Wind power is booming, and shows no signs of letting up, which bodes well for our clean energy future, but it's not all moonlight and roses.
Even the cleanest renewable energy developments, such as wind energy, will have an impact on the environment, even after considering or offsetting the eco-footprint of manufacturing. Most of that impact will be seen and felt right at the point-of-use, through the effects that the turbines and infrastructure have on local wildlife and ecosystems.
But a new effort from the American Wind Wildlife Institute (AWWI) will help to minimize those effects, by collecting and analyzing decades of data from the wind industry and providing more accurate analysis of wind/wildlife impacts to industry, government, and wildlife advocates.
Once fully developed, AWWI's Research Information System (RIS) will be "the most comprehensive wind-wildlife data management tool available", and they believe that the reports and analyses generated with the RIS will be valuable across a wide spectrum of wind energy issues, influencing everything from siting of wind power projects to product design.
"The RIS will provide analysis with a high certainty of accuracy by including data from thousands of sites. For the first time, comprehensive and uniform data analysis will be compared across multiple regions and species in one database."
- Abby Arnold, AWWI Executive Director
Oregon State University’s Northwest Alliance for Computational Science & Engineering (NACSE) is building the RIS for AWWI, and the prototype pilot, launched late in 2012, which now includes wildlife fatality data from post-construction assessments, is moving into phase two.

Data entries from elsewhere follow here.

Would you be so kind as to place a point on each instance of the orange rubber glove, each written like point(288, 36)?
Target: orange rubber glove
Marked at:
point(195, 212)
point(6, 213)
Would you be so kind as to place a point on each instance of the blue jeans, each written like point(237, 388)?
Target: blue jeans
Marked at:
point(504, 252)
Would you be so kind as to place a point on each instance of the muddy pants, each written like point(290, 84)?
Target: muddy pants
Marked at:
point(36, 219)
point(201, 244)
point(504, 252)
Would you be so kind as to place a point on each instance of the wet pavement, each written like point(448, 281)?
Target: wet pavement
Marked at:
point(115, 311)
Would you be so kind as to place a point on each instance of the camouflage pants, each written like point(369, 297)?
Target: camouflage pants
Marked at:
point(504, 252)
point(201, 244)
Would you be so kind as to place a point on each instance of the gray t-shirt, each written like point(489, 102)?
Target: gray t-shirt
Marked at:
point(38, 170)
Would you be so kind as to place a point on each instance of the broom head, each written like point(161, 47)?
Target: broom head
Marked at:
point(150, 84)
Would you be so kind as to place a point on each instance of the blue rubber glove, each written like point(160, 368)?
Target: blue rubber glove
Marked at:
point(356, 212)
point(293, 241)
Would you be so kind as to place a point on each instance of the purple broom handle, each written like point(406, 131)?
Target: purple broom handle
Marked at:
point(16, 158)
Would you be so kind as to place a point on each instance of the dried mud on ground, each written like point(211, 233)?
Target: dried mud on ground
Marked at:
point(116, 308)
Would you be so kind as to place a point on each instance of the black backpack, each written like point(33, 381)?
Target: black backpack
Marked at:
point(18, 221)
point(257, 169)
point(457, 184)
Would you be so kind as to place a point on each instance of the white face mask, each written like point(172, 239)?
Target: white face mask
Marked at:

The aim for the next phase of development for the project is to begin approaching more wind energy companies to get them on board so that comprehensive data can be collected and analyzed. AWWI is also reviewing the data security functionality of the database, so that companies' proprietary data can be protected while still allowing other stakeholders and industry personnel to use it for their own analysis.
"Our priority is to build the confidence of wind industry data providers and show that by giving access to anonymous data, we can securely service the needs of wind developer companies, analysts, and regulatory agencies."
- Dr. Cherri Pancake, NACSE Director
Once the project is fully launched, independent analysts will be chosen to evaluate the data, which will be used for producing scientific reports and trend analysis for better decision-making in the wind energy sector. Among the questions that the RIS may help to shed light on are:
What is the overall avian and bat fatality rate at wind energy projects across the United States or by ecoregion, and what are fatality rates by species?
Is there a significant correlation between fatality levels of a first and second year of fatality monitoring at individual projects?
How do fatality rates compare among different fatality searching methods and different estimators, holding other variables as constant as possible?
The RIS project has the blessing of some big players in the industry, as the American Wind Energy Association (AWEA) passed a resolution in support of the project at a board meeting in 2011, and stated that the RIS is "an important step forward" in the use of decades of wind industry data, and that it will help to inform wind project siting decisions and help reduce wildlife and habitat impacts from installations.